In her statement, Rossi touched on the importance of making the selection of an EMS provider closer to a business model.
“The committee has done a thorough and comprehensive job at creating a business process where previously there was none, and made a thoughtful and careful decision for the safety and benefit of our community,” Rossi wrote.
The borough began looking into the possibility of bidding out its EMS services after Santoro informed the board Naugatuck Ambulance would not be able to provide and pay for a paramedic to be stationed at 246 Rubber Ave. 24 hours a day. He planned to replace the borough paramedic with an intercept system, which would call a paramedic stationed in Waterbury.
Following an outcry from citizens and borough officials, Santoro decided to maintain 24-hour paramedic service in the borough through June 30, when the company’s current contract with Naugatuck runs out.
In an interview in March, Santoro said that Naugatuck Ambulance has been operating in the borough for more than four decades.
“We provide top of the line paramedic services to the citizens and anyone in the borough of Naugatuck,” Santoro said.
Santoro declined comment after the meeting.

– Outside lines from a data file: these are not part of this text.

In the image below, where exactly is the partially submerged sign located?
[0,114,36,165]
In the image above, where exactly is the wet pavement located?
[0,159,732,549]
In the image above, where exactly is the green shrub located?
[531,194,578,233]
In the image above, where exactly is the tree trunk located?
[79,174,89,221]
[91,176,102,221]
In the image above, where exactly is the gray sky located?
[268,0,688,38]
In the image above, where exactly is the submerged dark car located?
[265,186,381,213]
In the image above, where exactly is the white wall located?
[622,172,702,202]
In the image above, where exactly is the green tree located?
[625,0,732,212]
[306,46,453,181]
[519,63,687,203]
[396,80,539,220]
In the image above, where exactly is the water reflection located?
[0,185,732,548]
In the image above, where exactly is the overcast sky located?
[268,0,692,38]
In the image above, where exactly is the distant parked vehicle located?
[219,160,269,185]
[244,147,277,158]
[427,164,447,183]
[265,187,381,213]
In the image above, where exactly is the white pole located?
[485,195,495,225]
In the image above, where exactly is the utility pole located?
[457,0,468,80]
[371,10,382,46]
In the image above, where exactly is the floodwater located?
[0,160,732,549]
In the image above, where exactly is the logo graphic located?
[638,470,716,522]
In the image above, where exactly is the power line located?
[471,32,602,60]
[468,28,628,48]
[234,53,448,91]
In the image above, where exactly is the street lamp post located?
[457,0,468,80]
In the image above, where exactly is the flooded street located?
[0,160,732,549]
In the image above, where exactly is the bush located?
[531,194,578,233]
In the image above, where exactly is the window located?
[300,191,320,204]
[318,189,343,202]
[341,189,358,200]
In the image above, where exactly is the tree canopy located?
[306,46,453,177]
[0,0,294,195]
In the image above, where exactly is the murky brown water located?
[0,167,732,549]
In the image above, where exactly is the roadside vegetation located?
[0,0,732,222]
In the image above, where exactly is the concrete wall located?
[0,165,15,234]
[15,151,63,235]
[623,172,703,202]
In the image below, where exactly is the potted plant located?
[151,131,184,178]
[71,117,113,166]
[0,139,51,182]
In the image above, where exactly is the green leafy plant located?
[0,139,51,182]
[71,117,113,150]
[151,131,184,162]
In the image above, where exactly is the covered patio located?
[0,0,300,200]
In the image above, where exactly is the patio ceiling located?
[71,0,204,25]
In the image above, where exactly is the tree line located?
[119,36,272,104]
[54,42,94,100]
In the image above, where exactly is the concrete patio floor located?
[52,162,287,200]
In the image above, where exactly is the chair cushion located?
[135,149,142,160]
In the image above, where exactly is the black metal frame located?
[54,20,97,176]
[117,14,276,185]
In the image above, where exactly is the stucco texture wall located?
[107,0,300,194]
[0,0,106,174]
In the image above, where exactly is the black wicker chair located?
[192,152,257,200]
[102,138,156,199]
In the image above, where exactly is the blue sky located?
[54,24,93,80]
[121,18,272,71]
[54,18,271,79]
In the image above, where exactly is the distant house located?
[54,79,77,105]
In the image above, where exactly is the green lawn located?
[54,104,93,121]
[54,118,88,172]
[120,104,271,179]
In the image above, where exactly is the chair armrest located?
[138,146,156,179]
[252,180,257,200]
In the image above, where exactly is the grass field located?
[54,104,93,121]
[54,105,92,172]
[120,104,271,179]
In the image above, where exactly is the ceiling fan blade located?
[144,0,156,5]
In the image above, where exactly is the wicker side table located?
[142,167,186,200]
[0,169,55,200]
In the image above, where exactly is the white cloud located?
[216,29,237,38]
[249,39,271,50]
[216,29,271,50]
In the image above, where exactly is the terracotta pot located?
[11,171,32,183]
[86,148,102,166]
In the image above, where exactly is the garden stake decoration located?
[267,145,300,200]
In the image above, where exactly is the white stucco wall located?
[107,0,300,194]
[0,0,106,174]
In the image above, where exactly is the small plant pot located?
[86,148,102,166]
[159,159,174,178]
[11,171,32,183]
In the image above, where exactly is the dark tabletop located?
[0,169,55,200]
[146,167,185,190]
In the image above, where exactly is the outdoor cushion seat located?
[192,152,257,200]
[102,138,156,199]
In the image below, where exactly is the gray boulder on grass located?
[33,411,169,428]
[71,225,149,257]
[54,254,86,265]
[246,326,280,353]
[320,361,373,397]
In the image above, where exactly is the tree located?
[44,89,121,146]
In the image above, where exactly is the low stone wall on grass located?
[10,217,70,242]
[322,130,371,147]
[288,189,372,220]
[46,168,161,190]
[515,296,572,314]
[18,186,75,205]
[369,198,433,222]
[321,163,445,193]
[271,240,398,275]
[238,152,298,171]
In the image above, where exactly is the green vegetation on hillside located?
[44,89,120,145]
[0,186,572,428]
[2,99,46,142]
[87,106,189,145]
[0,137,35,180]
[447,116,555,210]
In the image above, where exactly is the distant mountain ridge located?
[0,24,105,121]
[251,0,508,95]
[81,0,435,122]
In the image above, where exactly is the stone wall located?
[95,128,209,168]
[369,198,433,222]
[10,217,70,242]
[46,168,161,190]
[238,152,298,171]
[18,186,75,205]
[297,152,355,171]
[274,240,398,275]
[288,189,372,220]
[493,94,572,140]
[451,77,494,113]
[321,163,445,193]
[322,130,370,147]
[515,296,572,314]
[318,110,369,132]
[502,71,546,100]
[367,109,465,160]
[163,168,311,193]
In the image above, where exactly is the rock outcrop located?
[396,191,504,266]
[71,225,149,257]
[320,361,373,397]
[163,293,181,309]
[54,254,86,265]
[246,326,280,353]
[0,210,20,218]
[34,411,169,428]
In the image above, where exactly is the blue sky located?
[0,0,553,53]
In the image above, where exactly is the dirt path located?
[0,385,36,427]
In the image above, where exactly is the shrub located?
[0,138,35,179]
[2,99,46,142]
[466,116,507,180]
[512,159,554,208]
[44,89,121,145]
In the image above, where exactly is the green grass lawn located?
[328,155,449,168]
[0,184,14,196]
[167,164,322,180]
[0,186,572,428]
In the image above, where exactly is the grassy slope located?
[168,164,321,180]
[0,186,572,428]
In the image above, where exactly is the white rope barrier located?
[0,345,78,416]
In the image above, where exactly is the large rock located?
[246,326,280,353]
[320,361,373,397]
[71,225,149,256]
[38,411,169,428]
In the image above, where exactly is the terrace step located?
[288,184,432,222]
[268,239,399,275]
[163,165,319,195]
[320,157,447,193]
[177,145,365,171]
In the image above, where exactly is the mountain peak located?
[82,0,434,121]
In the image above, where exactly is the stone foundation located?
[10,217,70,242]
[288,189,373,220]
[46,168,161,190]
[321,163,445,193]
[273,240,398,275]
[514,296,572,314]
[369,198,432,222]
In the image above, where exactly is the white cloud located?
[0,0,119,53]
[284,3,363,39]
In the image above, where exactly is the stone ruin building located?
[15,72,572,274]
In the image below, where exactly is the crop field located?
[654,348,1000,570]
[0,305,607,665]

In her statement, Rossi explained how difficult of a process it had been to come to this decision and thanked the committee for its hard work.
“Emergency Medical Services is a service that we hope we never will have a need for but if we do, we want the highest level and quality of care for ourselves and loved ones at our most vulnerable and desperate time of need. The process of placing this service into a fair, equitable business process, of the highest integrity, has been a long and arduous process but one that the committee has devoted full effort to,” Rossi wrote.